Another tip I have learned is to buy in the bulk aisles at grocery stores. This is of course not the case for Trader Joes, but the "scoop and fill" bag aisle can save you a lot of money if you are not the kind of person who keeps nuts in the house often. I have a crate of nuts so I don't mind buying in bags, but if you know the majority of the bag will go bad before you use them, just buy the amount you need in the bulk aisle. It's an ingredient worth having in this dish.

Omit salt and fat: Cooking Light is big on omitting salt and oil when boiling pasta. I am not. I don't use the oil or the salt to "season" the pasta. Adding salt to water before boiling will help water boil faster. Hardly any of the salt is absorbed by the pasta itself. I add oil to the water if I am boiling large/long pasta such as linguine or spaghetti to keep the noodles from sticking together. However, when I drain the water the pasta is without the oil. Use only the amount needed to separate pasta noodles (1 tbsp) or boil water (1 tsp salt) but the added salt and oil will not affect your daily allowance.


Don't forget: cherry tomatoes over grape for a more tender, juicy tomato. Use fresh lemon juice to get the real effect. Top dish with parm instead of mixing it in. Also, I love shallots and think they are far superior to red onion. However, shallots are small and more often used in one sitting. Red onion can linger around waiting to be used. If you have leftover red onion and a recipe calling for shallots, finely chop the red onion and use as a substitute to get rid of onion and save yourself a spare trip to the store.

Friday, March 19, 2010

Gnocchi with Summer Vegetables

Add-ons to Martha Stewart's Gnocchi with Summer Vegetables


This is just about word-for-word what I do for this recipe as well. Some tips: do not overcook the gnocchi; otherwise it will taste like mashed potatoes. I use Trader Joes fresh gnocchi (in the pasta aisle) mostly because I can't find frozen and fresh is so much faster.

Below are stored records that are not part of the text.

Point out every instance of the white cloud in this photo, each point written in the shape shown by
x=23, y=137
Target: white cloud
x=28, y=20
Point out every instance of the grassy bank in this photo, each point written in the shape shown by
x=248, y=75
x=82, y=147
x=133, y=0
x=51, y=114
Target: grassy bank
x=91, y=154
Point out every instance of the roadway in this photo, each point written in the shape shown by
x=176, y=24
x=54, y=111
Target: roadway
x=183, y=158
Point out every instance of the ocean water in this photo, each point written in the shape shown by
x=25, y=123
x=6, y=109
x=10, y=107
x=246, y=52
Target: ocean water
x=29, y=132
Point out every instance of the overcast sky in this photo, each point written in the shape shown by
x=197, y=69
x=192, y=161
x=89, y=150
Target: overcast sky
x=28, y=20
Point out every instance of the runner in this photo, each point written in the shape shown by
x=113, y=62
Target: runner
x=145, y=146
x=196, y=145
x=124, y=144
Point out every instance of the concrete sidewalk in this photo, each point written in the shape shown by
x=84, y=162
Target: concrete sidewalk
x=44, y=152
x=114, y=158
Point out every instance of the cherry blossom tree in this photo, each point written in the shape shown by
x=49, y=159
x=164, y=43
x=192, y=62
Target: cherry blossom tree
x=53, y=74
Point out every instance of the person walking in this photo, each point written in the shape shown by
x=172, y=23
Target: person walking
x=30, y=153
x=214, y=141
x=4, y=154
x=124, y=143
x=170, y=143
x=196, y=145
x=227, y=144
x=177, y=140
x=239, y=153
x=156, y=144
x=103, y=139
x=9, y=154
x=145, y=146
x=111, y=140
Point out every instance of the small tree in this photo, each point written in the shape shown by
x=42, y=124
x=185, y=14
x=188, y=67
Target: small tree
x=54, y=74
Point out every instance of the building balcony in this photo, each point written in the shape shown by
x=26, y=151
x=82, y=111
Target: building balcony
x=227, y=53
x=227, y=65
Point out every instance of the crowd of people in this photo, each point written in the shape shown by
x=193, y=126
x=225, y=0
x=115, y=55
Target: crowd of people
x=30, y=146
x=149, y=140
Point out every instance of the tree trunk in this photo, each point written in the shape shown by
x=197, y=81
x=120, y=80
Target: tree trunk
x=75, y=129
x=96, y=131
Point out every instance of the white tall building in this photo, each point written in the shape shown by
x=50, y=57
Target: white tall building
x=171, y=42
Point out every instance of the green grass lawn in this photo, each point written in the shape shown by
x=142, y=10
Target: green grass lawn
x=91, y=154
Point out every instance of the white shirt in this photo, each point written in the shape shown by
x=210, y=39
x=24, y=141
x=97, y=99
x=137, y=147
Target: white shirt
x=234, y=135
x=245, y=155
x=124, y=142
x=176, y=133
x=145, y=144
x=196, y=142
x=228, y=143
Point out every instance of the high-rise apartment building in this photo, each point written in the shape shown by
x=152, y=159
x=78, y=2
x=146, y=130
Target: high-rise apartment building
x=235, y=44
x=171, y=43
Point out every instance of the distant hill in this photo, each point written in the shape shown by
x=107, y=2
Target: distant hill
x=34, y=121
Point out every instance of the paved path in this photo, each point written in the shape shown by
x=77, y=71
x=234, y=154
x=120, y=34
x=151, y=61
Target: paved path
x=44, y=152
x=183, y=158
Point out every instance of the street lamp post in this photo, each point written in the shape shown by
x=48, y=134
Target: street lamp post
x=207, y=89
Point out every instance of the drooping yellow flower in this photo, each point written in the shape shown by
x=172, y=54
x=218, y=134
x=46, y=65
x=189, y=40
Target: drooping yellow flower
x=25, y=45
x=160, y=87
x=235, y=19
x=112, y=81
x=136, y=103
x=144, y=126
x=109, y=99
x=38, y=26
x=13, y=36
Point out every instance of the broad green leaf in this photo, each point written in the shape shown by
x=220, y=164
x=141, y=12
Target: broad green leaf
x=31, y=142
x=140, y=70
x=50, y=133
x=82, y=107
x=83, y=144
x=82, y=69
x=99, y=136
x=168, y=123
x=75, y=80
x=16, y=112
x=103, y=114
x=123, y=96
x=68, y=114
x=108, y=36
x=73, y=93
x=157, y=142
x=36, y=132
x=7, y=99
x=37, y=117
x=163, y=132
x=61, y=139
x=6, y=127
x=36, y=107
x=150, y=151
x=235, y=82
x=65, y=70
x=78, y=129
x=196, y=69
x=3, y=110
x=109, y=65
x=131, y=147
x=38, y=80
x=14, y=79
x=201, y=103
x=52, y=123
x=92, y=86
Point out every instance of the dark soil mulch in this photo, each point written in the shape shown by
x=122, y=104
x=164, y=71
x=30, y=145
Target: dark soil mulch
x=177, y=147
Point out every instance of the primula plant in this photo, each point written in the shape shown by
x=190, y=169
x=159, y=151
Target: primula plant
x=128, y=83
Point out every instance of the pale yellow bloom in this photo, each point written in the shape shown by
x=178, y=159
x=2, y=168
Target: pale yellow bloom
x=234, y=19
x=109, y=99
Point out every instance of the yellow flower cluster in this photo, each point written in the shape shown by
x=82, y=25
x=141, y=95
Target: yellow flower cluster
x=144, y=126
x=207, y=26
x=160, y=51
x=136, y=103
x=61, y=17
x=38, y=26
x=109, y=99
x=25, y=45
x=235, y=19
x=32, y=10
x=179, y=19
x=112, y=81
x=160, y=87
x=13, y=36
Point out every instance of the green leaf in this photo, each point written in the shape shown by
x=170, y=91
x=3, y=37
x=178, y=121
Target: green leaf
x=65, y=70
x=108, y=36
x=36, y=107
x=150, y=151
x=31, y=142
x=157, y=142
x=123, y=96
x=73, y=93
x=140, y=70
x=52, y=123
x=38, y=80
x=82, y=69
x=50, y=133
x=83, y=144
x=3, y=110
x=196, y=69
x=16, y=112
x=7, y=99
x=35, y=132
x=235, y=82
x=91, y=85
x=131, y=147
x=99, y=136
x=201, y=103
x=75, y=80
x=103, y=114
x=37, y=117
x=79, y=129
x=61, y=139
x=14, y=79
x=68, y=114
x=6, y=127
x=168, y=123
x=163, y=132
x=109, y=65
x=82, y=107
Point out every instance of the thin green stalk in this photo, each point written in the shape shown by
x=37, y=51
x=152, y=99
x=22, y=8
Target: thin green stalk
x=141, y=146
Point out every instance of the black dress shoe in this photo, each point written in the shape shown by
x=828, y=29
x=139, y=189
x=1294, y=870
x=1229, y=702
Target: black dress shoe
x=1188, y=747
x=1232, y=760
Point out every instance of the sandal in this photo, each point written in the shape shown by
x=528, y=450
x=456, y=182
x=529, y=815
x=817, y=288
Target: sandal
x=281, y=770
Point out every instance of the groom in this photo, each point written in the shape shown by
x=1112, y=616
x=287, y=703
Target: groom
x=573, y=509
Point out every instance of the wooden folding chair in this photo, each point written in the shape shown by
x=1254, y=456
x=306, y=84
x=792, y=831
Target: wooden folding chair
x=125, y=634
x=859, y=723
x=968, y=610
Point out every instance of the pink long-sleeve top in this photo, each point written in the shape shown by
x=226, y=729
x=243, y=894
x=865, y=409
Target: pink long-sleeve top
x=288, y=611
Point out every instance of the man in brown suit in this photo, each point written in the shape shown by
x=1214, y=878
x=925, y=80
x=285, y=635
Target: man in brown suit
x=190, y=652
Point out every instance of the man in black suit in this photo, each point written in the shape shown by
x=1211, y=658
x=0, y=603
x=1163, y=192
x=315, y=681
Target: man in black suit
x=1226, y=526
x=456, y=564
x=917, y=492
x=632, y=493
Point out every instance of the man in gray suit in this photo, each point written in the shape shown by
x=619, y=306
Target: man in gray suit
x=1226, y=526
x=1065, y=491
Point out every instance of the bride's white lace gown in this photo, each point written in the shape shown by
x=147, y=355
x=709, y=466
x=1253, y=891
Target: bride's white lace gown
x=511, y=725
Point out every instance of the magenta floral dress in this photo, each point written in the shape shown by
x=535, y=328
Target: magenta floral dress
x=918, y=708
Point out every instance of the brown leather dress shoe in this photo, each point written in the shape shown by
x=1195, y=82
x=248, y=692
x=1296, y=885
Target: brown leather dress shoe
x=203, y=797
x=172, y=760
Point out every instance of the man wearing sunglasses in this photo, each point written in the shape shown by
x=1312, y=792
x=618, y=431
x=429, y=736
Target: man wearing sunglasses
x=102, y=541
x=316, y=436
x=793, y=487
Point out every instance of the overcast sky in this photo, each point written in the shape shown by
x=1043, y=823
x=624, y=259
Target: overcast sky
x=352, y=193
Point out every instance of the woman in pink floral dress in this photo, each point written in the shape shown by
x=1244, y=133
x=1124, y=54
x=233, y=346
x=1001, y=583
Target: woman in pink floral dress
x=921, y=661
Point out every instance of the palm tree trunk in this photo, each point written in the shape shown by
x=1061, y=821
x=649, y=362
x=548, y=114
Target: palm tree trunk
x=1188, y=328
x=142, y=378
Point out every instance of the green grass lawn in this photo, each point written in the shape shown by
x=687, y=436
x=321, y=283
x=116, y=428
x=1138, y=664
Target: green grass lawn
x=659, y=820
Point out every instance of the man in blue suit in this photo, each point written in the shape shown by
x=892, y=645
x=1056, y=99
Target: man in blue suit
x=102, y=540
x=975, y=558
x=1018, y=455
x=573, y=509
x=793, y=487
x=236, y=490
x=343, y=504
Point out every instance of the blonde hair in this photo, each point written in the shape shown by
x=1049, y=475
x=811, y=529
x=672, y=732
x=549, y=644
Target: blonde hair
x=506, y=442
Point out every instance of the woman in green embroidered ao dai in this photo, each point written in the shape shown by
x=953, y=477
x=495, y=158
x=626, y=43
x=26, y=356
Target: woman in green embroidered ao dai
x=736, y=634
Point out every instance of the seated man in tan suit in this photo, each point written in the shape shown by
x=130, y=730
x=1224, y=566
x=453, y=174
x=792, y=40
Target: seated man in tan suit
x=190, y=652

I do not like grape tomatoes as much as I like cherry tomatoes. Cherry tomatoes are more tender and mix better in this dish. To add a bit more flavor and a thicker sauce, stir in a tablespoon of tomato paste after the vegetables are sauted. You don't particularly add a lot more calories with paste but you double the flavor. But watch out for tomato paste with added salt; you may not need to season your vegetables if your paste has salt already.

Tomato paste is one of those staple items that are terrible to store. I use one inch cube sized ice cube trays to store and freeze leftover tomato paste after I've opened the can. Some groceries will sell a tube of paste for easier storage, but you normally pay more for that luxury. The ice cube trays give me the amount that I need (about one tbsp) and an easy way to store leftovers. I have been floored by how many times I use tomato paste now that I know it is readily available.

This is one of those times I will highly recommend fresh basil over dried. Fresh herbs are hard to come by unless you have your own garden (which you should!). I am perfectly okay with substituting dried for fresh, but this is not one of those occasions. Fresh basil adds depth and texture to this dish that cannot be substituted. Julienne cut the basil: layer several leaves of basil and roll into a cigarette-style tube. Thinly slice basil to get lovely ribbons. If you have one, use a plastic knife to avoid browning the basil leaves.

Another healthy tip is to top your dishes. Stirring two tablespoons of parm is hardly going to add taste to your dish, but if you dress your meal with a garnish of parm you get more taste without adding too much cheese. I did include the butter in this meal, but I used Brummel and Brown, which is a yogurt-based butter with fewer calories and no hydrogenated oil.

Another "no substitute" rule for this meal is fresh lemon juice. I used the bottled kind for years, but fresh lemon juice is so much better, especially for summertime dishes that emphasize light and citrus flavors. One reason I was skeptical about buying fresh lemons is lack of use. I would use one tablespoon from half a lemon and throw out the rest. BUT lemons are a fantastic cleaning agent. I use lemons to clean my counter tops and cutting boards instead of cleaning agents; it keeps your food cleaner. Lemons clean and make the kitchen smell so clean. I buy them in bags now.